3. Service Mesh comparison (with mTLS, no observability)
Similar results and latencies differences are observed with mTLS enabled. This shows that the mTLS feature does not have a significant impact and that the observations are repeatable with a different run of the test. See the GitHub repository for the full report.
4. Service Mesh Feature Impact
The four Service Mesh have been tested with different configurations in order to evaluate the performance impact of some features. The results with Istio are shown in the table below. Results with the other Service Mesh are similar and available in the GitHub repository. All the values are given in [ms].
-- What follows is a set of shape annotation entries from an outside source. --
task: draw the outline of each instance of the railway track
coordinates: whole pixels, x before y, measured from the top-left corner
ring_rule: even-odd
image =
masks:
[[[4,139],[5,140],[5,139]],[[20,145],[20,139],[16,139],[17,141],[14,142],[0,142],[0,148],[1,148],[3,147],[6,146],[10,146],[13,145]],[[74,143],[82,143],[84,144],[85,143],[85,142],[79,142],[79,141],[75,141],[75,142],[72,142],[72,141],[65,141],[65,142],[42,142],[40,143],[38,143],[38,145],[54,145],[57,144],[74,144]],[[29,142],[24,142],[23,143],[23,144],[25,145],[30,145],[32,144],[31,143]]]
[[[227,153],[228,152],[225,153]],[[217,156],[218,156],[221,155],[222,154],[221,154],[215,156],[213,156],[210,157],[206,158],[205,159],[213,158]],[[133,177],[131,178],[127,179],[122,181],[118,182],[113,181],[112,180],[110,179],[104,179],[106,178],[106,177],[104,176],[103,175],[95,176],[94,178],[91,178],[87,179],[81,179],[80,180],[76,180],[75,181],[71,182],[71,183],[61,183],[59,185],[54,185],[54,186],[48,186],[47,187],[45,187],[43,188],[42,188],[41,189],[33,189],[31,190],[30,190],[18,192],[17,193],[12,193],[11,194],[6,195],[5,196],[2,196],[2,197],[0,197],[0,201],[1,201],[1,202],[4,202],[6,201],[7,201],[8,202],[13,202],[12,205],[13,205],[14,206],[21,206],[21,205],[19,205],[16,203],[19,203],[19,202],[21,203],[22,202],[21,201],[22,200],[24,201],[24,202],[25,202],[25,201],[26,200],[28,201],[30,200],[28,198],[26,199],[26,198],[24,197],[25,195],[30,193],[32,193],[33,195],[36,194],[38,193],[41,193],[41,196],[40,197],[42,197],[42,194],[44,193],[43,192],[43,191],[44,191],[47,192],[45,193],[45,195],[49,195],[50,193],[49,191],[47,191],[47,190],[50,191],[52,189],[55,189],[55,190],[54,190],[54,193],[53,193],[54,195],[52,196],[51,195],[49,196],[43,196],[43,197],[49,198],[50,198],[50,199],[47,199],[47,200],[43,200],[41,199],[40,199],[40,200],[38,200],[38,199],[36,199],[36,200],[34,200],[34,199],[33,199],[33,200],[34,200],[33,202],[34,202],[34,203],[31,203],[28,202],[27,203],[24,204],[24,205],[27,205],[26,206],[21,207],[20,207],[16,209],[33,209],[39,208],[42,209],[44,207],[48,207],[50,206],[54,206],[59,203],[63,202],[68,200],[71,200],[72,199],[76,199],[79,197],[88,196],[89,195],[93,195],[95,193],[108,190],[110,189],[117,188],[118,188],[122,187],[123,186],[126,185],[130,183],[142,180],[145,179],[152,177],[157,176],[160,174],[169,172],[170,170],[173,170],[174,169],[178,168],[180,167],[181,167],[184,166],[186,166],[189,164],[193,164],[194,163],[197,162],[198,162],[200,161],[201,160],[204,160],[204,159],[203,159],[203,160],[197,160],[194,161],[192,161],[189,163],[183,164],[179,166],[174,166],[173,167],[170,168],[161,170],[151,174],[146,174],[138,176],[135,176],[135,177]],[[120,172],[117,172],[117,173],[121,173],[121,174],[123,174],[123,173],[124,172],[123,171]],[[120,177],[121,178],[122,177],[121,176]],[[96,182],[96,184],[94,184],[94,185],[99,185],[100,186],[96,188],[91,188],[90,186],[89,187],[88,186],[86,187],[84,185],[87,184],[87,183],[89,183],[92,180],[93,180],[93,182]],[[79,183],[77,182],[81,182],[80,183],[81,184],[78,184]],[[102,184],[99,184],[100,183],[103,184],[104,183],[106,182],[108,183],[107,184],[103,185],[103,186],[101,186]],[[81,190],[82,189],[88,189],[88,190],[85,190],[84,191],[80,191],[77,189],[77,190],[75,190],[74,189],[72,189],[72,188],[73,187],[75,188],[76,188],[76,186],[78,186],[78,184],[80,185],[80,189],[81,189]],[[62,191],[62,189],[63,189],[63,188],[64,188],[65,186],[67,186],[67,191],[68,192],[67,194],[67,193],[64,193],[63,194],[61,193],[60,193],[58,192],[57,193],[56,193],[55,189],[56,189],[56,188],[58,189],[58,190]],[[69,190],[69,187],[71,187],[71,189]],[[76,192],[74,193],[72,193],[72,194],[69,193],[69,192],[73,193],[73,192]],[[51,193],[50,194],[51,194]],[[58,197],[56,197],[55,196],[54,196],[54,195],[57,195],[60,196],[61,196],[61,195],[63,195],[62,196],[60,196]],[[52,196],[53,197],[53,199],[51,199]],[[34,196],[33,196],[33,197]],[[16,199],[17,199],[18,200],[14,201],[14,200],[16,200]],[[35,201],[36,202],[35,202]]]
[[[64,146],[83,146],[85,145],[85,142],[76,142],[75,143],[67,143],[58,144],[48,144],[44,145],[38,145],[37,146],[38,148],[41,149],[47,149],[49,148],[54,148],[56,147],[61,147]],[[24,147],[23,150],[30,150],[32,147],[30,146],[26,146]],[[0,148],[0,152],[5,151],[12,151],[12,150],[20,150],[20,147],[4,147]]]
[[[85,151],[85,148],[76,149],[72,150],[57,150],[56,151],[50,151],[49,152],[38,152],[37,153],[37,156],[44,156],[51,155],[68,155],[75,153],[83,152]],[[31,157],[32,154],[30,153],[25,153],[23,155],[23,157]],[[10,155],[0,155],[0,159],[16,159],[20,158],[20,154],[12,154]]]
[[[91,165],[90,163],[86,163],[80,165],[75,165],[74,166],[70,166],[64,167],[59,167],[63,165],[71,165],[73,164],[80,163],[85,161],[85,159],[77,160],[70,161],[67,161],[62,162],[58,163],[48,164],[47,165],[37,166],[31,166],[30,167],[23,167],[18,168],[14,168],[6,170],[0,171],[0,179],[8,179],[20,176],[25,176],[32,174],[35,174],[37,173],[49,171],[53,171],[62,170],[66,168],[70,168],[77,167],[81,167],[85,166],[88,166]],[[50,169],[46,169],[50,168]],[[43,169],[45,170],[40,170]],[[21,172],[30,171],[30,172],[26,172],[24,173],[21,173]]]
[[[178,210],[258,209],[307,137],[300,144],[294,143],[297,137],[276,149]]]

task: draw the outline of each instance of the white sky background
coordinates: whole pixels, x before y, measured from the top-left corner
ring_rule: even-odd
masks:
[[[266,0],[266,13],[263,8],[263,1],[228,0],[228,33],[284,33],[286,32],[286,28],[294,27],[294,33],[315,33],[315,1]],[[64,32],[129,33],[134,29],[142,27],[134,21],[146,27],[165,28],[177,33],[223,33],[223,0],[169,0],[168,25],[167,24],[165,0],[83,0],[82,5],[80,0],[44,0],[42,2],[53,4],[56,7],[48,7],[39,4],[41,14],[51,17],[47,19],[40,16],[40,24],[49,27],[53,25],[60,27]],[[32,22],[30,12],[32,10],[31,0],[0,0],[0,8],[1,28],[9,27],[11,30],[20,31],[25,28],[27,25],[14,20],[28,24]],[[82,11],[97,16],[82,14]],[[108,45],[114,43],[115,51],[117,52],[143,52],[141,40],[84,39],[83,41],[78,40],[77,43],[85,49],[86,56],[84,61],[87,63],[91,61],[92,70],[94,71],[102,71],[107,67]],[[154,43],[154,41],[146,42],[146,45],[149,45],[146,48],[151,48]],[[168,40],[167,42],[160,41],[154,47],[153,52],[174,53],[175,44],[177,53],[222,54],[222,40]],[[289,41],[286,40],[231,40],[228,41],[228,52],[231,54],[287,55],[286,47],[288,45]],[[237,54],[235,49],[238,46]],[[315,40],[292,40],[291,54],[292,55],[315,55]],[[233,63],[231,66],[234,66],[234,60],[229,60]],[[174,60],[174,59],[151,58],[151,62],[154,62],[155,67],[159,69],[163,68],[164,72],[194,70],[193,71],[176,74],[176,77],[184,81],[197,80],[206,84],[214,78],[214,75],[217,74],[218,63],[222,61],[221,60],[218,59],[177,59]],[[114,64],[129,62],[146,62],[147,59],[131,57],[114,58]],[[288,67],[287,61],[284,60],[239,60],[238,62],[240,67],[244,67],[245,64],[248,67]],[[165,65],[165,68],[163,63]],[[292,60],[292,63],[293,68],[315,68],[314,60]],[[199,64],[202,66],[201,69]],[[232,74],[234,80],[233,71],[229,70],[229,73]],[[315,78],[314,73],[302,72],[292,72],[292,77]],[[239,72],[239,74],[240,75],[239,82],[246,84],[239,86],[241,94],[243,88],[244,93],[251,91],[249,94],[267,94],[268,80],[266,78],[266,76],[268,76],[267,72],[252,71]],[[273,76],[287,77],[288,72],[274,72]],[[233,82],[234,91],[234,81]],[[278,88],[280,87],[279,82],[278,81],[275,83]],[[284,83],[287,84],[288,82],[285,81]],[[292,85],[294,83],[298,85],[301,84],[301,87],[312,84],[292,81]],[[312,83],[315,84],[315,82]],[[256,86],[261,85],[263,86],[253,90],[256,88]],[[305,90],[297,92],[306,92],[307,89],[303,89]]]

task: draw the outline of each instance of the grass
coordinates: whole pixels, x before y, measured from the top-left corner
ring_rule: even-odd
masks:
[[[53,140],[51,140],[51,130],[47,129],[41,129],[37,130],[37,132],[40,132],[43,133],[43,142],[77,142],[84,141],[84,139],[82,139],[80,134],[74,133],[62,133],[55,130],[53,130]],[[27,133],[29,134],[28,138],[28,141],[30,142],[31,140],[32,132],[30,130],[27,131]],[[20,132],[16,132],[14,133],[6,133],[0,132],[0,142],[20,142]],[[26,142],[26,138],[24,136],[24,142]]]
It is clearly observed in the figures that adding features does not have a significant impact on the performances: no clear pattern is observed; observations might me imprecision noise in the measurements. Only JWT token verification with Open Policy Agent (OPA) has a noteworthy impact on the performances.
Conclusion
When the service is not under stress (RPS < 500), Linkerd is often measured as the fastest Service Mesh. This can be seen in the median latencies as well as in the 99.9th percentile. This result was expected since Linkerd is already known as a light and fast Service Mesh in the market. Regarding Istio which is known for not being light, it is surprising to observe very good latency results, particularly with high RPS. The drawback with Istio is the CPU consumption which on average consumes two to three times more resources than the others.
Regarding Consul, results are similar to the others until RPS > 200, thenceforth the latencies measurements always fall behind the others.
Overall, the most interesting results are with low to medium load on the tested service. Indeed, since Kubernetes cloud clusters offer elasticity and scalability, an increase in the load should not get the service as saturated as in the benchmarks. It is observed that the Service Mesh adds from 0.5[ms] to 2[ms] to the median latency. However, the mean latency impact is less significant; with RPS < 200, the mean latency is sometimes even better with a Service Mesh. This result was not expected, but it could be explained by the efficient traffic management of the Service Mesh — particularly the ability to select a service instance according to the least number of active requests — which reduces the risk of unnecessarily saturating a Service when the number of RPS is low.
With different features activated, no pattern of latency impact has been observed. With this observation, a Service Mesh operator can freely add more features without expecting a huge impact on latencies. Only Open Policy Agent enabled with Istio has a significant impact on the latencies. This result was expected since the OPA Policy Decision Point adds an extra hop in the local network of the pod.
Finally, the resources used by the Service Mesh sidecars are acceptable. Regarding the features brought by the Service Mesh, the CPU/RAM consumption is not significant. However, one might prefer not to choose Istio if the CPU resources are restricted.
Further work
Measurements and methodology can be improved for further testing. First, it could be interesting to use a different load generator than Locust — preferably open-loop and coded in C. Indeed, the code might not be as efficient in Python, and some noise can get added to the measurements. Moreover, more iterations of the testings could be performed in order — for instance — to measure the variations of the median for the exact same testing. The tendency should remain the same as in the actual testings. However, the exact measured metrics should be more accurate and scientific, with the noise (if any) precisely measured and the statistically significant difference between the Service Mesh identified.